Recruiting these factors is an essential step for the trafficking and quality control of the export. Most molecules that need to be transported from the nucleus into the cytoplasm involve karyopherin-mediated receptors, like small mRNA export. Its transport direction is based on the gradient of the GTP-bound state of the small GTPase Ran, making the mRNA export process uncharacteristic of normal protein export such as tRNA. Bulk mRNA is exported using Mex67-Mtr2, a non-karyopherin-mediated receptor, via the Nxfl pathway. The Mex67-Mtr2 molecule is recruited to the mRNP using the TREX component. Furthermore, recent works in vertebres shows that the binding of the Yra1 homologue, ALY, to mRNA is stimulated by the presence of the ATP bound form of the Sub2 homologue UAP56. This binding increases the ATPase activity of UAP56. Moreover, Nxf1 binds mRNA associated ALY, forming a ternary complex, and the RNA-binding affinity of Nxf1 is increased in the presence of ALY. Taken together, the events result in an mRNP with bount export receptors. But it is unclear how many receptors must bind a single mRNA for efficient export to occur.
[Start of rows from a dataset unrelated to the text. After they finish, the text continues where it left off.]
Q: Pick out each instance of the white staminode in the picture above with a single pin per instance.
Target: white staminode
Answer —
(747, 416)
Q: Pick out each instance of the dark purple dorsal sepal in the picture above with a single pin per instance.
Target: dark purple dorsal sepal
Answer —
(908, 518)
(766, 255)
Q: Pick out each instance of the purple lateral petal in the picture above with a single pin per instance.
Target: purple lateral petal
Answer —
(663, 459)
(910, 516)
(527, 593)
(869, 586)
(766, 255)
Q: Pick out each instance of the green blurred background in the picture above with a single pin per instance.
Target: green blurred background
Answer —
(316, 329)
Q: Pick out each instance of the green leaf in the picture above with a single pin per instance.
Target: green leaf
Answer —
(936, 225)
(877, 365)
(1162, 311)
Bulk mRNA Export Pathway[edit]

The Nxfl pathway involves a small set of transcripts that are exported via karyopherin Crm1, a protein that also mediates the export of incompletely spliced mRNA from HIV viruses. Therefore, if an mRNA molecule is not properly processed and spliced of its introns, it can be kept in the nucleus to degrade since it is recognized as a viral mRNA molecule.
When the mRNP and mRNA are properly processed and have recruited all the necessary receptors and cofactors, it is considered export ready (export competent). The export-competent mRNP is then targeted only to the NPC using its recruited export receptor. The export receptor carries the mRNP to the NPC where it stays and interacts with the NPC proteins to allow recognition. The interactions can be nicely summarized in the figure below.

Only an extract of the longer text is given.